A Tale of Two ‘Service Providers’

Disestablishment (the King Charles’ head of Colin Buchanan) looks as if it is drawing ever closer. In a government White Paper Civil Registration, Vital Change, published January 22 2002, the following words appear: ‘In its consultation document Supporting Families, the Government recognised the potential for, and the benefits of, the registration service adopting a wider role through the provision of information on support and advisory services relating to key life events and providing celebratory services.’

‘Services’, I suppose, has always been a double entrendre; but never in quite this way. The Paper goes on: ‘Baby naming ceremonies can provide an alternative to christening or other forms of religious dedication … the Government will expect local providers to ensure that a baby naming service is available … Some couples wish to celebrate key wedding anniversaries by reaffirming their marriage vows. The Government supports the provision of secular marriage reaffirmation ceremonies and will expect local providers to ensure such ceremonies are available…’

All this raises some fairly basic questions. Why, for example, should a Government, which is effectively going into competition with its Established Church, nevertheless retain ultimate control of the law, doctrine and liturgy of that Church?

But there are questions for the Church, too. After decades of genuflection to secular mores in its marriage doctrine and in its conduct of baptisms and funerals, is there anything distinctive enough about the Church of England’s current practice to enable it to sustain its market share against orchestrated Government competition?

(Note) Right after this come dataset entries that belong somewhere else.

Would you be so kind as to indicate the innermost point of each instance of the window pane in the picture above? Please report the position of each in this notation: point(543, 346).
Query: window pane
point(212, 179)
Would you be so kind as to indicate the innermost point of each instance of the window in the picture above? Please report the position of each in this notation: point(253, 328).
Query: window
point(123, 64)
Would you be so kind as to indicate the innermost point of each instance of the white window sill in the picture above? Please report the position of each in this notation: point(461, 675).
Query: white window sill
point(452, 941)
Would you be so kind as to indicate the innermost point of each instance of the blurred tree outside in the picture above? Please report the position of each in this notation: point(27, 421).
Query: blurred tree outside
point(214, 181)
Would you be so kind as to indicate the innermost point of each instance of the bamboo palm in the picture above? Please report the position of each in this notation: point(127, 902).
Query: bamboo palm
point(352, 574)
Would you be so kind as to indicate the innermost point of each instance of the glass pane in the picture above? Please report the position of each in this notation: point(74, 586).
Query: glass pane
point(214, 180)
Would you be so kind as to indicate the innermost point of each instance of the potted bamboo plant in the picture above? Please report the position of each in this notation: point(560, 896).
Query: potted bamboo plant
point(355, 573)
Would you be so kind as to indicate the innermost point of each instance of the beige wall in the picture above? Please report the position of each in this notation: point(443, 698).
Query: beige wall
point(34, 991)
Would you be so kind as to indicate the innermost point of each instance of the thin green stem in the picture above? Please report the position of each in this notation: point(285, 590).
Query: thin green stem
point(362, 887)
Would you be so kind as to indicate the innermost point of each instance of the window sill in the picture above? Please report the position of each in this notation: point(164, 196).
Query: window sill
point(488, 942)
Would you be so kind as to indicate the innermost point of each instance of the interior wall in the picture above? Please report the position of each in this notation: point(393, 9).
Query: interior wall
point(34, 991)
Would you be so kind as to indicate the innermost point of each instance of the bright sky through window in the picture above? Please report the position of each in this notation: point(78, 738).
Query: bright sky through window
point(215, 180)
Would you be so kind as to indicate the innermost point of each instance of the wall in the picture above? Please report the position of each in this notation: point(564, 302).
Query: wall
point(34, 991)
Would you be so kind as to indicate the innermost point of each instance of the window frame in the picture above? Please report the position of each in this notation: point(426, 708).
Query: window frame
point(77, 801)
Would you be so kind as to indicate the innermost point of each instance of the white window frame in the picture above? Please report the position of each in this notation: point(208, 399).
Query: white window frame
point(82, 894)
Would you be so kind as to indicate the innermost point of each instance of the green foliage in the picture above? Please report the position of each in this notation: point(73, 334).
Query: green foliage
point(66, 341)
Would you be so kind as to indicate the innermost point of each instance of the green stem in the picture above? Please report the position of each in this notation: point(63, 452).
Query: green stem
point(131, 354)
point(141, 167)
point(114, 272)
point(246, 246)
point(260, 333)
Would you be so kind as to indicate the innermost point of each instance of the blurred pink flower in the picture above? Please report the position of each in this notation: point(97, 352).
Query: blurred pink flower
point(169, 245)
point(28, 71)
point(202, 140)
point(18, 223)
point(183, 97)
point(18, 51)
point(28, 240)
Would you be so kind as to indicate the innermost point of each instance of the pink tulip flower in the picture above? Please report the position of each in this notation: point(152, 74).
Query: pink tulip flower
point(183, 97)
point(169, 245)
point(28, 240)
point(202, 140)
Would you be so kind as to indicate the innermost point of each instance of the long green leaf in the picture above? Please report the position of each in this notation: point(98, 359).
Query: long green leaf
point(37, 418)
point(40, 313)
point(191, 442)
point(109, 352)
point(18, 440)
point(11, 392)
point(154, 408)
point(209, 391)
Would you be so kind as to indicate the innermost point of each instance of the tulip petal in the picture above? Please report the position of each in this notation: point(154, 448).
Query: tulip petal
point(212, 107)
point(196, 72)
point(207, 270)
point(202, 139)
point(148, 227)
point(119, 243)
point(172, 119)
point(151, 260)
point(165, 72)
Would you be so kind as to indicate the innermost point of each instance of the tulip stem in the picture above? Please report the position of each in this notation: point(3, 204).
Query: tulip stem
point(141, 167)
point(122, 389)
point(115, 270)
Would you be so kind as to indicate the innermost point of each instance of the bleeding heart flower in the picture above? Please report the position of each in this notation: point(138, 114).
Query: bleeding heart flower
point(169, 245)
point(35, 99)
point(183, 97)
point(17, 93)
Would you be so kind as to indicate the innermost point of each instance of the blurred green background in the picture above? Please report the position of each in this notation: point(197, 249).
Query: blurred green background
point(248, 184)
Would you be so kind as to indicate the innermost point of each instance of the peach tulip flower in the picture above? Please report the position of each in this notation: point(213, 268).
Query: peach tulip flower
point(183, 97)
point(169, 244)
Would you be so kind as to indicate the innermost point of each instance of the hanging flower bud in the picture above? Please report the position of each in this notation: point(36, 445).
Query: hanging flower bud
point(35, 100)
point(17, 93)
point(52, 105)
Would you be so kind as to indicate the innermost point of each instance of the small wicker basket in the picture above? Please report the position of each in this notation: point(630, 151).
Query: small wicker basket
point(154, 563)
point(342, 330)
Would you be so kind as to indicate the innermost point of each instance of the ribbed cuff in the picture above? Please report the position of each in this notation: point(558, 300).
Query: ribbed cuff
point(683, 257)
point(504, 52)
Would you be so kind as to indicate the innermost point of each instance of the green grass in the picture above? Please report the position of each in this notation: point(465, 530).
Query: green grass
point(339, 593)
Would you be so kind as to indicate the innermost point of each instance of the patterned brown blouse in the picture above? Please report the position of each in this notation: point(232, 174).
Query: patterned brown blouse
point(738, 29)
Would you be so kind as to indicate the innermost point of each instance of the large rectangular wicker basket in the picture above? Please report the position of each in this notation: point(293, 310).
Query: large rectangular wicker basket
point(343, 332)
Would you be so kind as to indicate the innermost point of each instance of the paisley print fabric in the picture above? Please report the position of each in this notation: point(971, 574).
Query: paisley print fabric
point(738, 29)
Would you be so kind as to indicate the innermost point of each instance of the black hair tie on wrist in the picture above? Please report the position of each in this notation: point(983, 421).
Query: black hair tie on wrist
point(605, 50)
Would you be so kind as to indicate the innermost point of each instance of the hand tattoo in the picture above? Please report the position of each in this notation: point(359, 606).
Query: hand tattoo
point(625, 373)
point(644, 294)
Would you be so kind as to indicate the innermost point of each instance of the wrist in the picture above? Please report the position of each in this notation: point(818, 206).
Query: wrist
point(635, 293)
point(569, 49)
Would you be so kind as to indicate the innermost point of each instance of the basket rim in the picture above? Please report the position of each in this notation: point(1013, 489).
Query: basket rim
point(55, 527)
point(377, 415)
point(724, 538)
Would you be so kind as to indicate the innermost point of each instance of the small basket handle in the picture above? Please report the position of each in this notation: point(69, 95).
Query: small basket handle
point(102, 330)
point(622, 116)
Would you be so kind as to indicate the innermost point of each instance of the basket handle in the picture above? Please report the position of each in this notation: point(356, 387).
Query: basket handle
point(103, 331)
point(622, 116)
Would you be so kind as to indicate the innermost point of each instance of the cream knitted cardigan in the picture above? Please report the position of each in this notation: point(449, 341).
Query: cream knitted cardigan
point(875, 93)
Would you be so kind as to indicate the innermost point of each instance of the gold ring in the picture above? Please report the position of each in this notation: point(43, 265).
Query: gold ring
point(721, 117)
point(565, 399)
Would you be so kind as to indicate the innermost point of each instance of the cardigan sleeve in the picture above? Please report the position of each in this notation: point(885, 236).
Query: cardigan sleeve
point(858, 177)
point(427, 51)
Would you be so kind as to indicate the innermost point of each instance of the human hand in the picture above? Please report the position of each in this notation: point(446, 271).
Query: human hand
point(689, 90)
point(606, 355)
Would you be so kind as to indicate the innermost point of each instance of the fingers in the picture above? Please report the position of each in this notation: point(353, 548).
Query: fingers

The CofE has dumbed down its Christianity in precisely the areas in which the Government is now aiming to be a principal ‘service’ provider, simply because it thought itself obliged, by statute, to minister to the whole community. How tragic if the Church of England’s target audience in the provision of these services moves now to another (and more prestigious) provider, and the Church is left without even the Christian doctrines that were once seen as the raison d’être of these ‘services’!